Analisar os próprios sonhos é inviável, pois não se pode ver além das lentes já utilizadas no momento vígil e por que, geralmente, o sonho toca em um ponto que é inconsciente, difícil de ser percebido e assimilado, necessitando de um outro olhar. Von Franz explica a técnica junguiana para o trabalho com os sonhos:

Comparamos o sonho a um drama e o examinamos sob três aspectos estruturais: primeiro a introdução e a exposição – o cenário do sonho e a colocação do problema; segundo, a peripécia – o desenrolar da história; e finalmente, a lysis – solução final, ou talvez a catástrofe (1993, p.48).

Em um primeiro momento é necessário observar o cenário, os sentimentos e sensações atrelados a ele, se o mesmo é conhecido ou que impressão lhe causa, os personagens, o protagonista, o antagonista e as formas de relações estabelecidas. Em seguida observa-se o desenrolar do enredo, o problema ou a questão que está envolvida, na qual se observam as reações e atitudes dos elementos envolvidos no sonho. Ao final espera-se um desfecho, uma consequência do enredo e de importante significação psíquica pois pode estar mostrando uma solução ou prognóstico, que precisa ser apresentado à consciência vígil do sonhador.

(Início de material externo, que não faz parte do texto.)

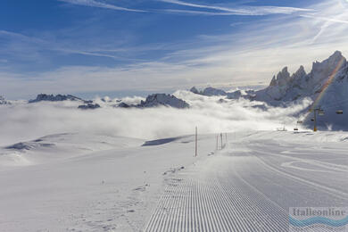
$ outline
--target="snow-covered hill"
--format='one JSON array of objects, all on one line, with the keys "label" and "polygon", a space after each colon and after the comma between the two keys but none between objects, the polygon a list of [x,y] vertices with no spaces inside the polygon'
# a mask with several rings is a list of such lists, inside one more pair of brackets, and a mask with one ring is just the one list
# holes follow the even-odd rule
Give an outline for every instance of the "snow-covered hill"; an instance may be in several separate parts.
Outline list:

Os fenômenos psíquicos são altamente importantes para a homeostase psíquica e todos os elementos combinados nos personagens, enredos e desfecho são participantes de uma “dança psíquica” com movimento e vida próprios. A respeito da tendência compensatória do inconsciente, as manifestações oníricas “levam a um feedback, que muda tanto o consciente como o inconsciente. Isso faz surgir o que Jung chama de processo de individuação” (Meier, 1999, p.156). Stein (2004, p.157), afirma que “as compensações acontecem classicamente nos sonhos. A função de compensação consiste em introduzir equilíbrio no sistema psíquico” ou seja, são fontes de restaurar o elo imprescindível de vida e de comunicação consigo mesmo.

Tal como um organismo vivo, cada elemento onírico tem um simbolismo particular, semelhante ao que observamos na mitologia, nos contos de fadas, nos contos populares, na religião e outras formas de expressão.

Em nossos sonhos, os perigos, gárgulas, provações, auxiliares secretos e guias ainda são encontrados à noite; e podemos ver refletidos, em suas formas, não apenas todo o quadro da nossa presente situação, como também a indicação daquilo que devemos fazer para ser salvos (CAMPBELL, 1993, p.105).

“Os sonhos costumeiramente se reúnem ao redor de temas específicos, que começam a manifestar-se no tempo” (BOSNAK, 2006, p.18). O mesmo autor compreende que estudando uma série de sonhos observamos como as imagens oníricas estão em contínuo processo de desenvolvimento e que, semelhante a um

organismo vivo, elas nascem e morrem. O propósito dos sonhos, na teoria junguiana, é compensar as distorções unilaterais do ego vígil; por conseguinte, os sonhos também estão a serviço do processo de individuação, auxiliando o ego vígil a encarar a si mesmo de forma mais objetiva e consciente. O sonho é um elemento mobilizador da psique e sua importância reside no diálogo possível com os elementos inconscientes, proporcionando a integração e alavancando o processo de autoconhecimento.